In Little Rock, there were pictures of the Little Nine and the integration of Central High School. One picture that added a surprising grace note was a photo of the nine being celebrated for their courage by the NAACP chapter in Cleveland.
In New Orleans there were the standard street scenes of the French Quarter, but enough of them to remind the explorer that once the Vieux Carre was a real neighborhood of lower income and working families, many of whom found work on the river. There were also disturbing shots of scabs, largely African-American, being unloaded from boats on the docks to act as strikebreakers in a longshoremen’s union strike in 1935. On the same waterfront were pictures of bananas being unloaded on the wharves with slings rather than cranes. The pictures were from 75 or 80 years ago, but I can vividly remember in those long ago days of the 1960s when I was in high school in New Orleans that anyone and everyone walked along the docks on a nice Sunday afternoon amid the unloading of tons of bananas just mindful of not stepping too close as the longshoremen pulled the sling over to the pallets.
Despite all of the pictures of grand New Orleans buildings, there are also reproductions of the infamous slave markets. More inspiring were pictures of Mrs. Frances Joseph Gaudet, born in a log cabin in Mississippi of African-American and Native American roots who moved to New Orleans and taking up social work founded a farm and rehabilitation center called the Gaudet School for African-American juvenile offenders when there wasn’t anything else available. The property was off Gentilly Road and what is now Franklin Avenue and thanks to her bequest at her death it later became a school for orphans where Louie Armstrong learned to play the trumpet and now in post-Katrina reconstruction is the headquarters of the New Orleans Recreation Department. I drive by regularly when in town as I visit my mother not far away. The photos were a nice memory of Frances Gaudet’s life and commitment.
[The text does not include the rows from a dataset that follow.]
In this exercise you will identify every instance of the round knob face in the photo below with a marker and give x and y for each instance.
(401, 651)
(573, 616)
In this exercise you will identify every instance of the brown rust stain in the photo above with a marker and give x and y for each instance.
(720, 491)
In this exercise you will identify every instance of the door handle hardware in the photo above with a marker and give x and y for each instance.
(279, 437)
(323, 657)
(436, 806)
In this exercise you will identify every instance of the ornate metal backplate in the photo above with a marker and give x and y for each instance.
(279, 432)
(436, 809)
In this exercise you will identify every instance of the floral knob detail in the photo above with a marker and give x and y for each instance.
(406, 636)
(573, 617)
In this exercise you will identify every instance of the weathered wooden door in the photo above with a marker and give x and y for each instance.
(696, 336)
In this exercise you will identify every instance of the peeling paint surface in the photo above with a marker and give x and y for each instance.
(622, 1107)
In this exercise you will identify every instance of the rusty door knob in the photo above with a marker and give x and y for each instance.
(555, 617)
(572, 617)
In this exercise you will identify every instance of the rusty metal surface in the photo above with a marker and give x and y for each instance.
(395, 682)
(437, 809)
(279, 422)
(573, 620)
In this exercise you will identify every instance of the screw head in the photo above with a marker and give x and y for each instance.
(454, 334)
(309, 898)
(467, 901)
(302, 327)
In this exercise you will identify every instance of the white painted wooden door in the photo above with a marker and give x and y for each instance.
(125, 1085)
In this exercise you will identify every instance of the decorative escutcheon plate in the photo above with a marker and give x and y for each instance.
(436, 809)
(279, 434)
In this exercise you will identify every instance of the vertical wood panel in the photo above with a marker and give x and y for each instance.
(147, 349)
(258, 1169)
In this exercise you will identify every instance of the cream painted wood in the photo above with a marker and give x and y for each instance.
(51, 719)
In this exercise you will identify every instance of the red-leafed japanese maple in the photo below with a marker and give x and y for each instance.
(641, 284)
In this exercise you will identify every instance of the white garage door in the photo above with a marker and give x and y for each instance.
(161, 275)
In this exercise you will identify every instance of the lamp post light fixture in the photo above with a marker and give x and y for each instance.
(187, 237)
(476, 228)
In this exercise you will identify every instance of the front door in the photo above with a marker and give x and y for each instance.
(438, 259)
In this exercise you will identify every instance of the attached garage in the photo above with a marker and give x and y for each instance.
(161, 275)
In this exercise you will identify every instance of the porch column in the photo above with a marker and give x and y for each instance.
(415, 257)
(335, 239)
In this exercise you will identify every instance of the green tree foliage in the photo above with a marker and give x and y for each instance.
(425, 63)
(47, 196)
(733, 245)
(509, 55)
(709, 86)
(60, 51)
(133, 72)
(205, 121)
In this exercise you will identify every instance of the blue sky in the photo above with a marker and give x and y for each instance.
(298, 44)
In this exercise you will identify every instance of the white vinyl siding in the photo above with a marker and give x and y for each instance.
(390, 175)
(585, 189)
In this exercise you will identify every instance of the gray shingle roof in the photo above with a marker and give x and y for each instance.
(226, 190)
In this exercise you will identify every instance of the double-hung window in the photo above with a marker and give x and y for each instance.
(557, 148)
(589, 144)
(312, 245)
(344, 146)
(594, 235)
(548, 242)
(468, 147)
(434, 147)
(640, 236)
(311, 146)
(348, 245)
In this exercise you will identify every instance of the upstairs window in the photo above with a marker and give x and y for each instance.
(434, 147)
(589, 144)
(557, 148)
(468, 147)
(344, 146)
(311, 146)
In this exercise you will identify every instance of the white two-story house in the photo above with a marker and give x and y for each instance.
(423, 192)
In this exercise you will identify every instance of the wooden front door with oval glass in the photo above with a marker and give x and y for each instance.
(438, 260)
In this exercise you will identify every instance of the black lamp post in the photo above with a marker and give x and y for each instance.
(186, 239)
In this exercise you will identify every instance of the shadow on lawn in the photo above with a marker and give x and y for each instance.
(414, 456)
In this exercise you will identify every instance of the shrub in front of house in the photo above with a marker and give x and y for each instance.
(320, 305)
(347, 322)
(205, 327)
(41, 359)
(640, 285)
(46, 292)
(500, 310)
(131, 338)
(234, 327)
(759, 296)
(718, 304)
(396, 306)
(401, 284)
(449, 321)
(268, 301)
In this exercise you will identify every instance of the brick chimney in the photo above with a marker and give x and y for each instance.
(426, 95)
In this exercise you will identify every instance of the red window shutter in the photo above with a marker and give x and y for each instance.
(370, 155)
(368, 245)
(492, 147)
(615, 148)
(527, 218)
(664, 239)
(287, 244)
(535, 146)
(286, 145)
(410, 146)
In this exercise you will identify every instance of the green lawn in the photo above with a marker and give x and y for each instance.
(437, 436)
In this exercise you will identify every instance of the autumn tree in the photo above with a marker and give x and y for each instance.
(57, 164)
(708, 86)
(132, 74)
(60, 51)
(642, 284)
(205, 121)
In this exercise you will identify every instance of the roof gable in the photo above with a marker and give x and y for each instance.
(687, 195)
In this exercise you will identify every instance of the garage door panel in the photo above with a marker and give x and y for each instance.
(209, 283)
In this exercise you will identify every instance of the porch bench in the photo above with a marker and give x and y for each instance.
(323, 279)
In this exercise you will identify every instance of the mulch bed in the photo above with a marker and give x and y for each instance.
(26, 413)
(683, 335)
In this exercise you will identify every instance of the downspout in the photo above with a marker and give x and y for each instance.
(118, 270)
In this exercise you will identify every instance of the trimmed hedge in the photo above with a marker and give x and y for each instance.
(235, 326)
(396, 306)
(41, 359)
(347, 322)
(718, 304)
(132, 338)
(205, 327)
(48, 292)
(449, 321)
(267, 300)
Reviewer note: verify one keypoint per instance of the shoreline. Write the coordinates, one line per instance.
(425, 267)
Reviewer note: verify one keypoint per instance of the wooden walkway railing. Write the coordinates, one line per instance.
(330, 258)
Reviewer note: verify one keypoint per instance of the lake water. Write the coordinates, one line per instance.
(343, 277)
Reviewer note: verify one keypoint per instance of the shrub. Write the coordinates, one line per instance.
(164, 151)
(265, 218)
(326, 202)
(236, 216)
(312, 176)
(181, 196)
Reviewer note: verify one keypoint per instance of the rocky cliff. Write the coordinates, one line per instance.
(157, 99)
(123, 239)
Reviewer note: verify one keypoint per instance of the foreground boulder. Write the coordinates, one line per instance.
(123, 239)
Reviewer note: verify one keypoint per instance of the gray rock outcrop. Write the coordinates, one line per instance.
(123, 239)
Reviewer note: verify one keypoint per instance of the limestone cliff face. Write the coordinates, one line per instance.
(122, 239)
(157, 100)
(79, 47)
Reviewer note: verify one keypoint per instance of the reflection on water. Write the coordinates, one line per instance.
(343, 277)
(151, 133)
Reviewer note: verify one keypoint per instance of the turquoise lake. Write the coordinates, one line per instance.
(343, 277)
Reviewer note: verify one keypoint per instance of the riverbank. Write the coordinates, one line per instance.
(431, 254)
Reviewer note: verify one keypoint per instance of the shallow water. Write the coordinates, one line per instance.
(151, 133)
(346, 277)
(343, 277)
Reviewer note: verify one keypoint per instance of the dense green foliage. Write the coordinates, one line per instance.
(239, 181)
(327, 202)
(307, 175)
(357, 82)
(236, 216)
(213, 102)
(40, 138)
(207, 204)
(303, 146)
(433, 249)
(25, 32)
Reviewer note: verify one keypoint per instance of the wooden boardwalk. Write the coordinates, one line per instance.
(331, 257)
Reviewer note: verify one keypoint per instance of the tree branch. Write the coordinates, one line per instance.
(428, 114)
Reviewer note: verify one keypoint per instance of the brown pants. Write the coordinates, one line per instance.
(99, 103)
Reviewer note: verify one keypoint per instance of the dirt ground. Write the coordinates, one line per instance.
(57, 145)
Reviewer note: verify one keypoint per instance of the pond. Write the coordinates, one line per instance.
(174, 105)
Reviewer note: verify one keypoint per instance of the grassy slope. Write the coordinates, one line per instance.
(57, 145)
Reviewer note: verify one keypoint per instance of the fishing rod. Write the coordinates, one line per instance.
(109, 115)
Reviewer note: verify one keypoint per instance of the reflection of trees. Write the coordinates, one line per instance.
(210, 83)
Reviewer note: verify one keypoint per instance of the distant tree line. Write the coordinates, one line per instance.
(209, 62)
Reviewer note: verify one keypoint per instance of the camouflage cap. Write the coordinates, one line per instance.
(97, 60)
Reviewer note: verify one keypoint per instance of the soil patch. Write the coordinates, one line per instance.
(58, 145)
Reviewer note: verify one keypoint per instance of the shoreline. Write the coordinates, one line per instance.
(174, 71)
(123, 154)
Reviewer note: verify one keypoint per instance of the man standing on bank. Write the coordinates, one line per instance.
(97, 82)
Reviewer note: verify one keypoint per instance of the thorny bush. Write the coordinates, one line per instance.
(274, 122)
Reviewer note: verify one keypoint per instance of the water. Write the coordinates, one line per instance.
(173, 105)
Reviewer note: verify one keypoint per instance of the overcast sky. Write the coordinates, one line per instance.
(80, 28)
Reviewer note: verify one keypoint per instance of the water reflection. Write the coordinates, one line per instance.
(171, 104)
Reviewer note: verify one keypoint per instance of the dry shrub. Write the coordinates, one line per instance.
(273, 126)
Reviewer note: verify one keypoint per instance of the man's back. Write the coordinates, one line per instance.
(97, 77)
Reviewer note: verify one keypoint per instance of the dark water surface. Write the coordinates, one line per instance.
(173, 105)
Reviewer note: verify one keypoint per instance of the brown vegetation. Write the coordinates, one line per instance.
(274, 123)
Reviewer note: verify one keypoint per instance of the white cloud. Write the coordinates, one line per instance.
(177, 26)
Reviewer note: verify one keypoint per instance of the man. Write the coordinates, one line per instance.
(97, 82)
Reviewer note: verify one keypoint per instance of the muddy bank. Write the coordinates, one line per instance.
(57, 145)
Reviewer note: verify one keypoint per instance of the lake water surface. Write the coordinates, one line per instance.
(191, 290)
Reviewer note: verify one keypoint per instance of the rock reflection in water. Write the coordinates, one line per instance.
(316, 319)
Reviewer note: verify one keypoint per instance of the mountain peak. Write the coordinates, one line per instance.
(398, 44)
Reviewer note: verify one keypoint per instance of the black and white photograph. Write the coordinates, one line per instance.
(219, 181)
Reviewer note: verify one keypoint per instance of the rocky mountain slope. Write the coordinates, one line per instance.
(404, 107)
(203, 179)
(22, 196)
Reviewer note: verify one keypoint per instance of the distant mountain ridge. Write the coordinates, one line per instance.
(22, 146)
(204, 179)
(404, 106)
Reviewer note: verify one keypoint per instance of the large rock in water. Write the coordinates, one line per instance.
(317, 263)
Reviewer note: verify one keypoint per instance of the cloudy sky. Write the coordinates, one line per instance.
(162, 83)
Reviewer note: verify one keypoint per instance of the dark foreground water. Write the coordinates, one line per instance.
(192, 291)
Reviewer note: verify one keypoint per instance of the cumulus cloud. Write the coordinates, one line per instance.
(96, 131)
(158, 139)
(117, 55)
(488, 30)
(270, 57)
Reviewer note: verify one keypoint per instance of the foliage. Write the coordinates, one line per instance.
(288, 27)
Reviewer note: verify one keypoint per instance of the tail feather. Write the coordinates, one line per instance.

Looking at the photos of Louisiana and Arkansas there were vivid reminders of the dominance of agriculture in the era of King Cotton and sugarcane, and the dreary poverty that fueled its production. Some of those scenes travelers can escape on the interstate, but even today it’s obvious once you get on the state roads and byways or thanks to the New York Public Library on the internet highways as well.
Put on your seat belts, fire up the computers, and hit digitalcollections.nypl.org and take a journey into the past and see where we stand more clearly today.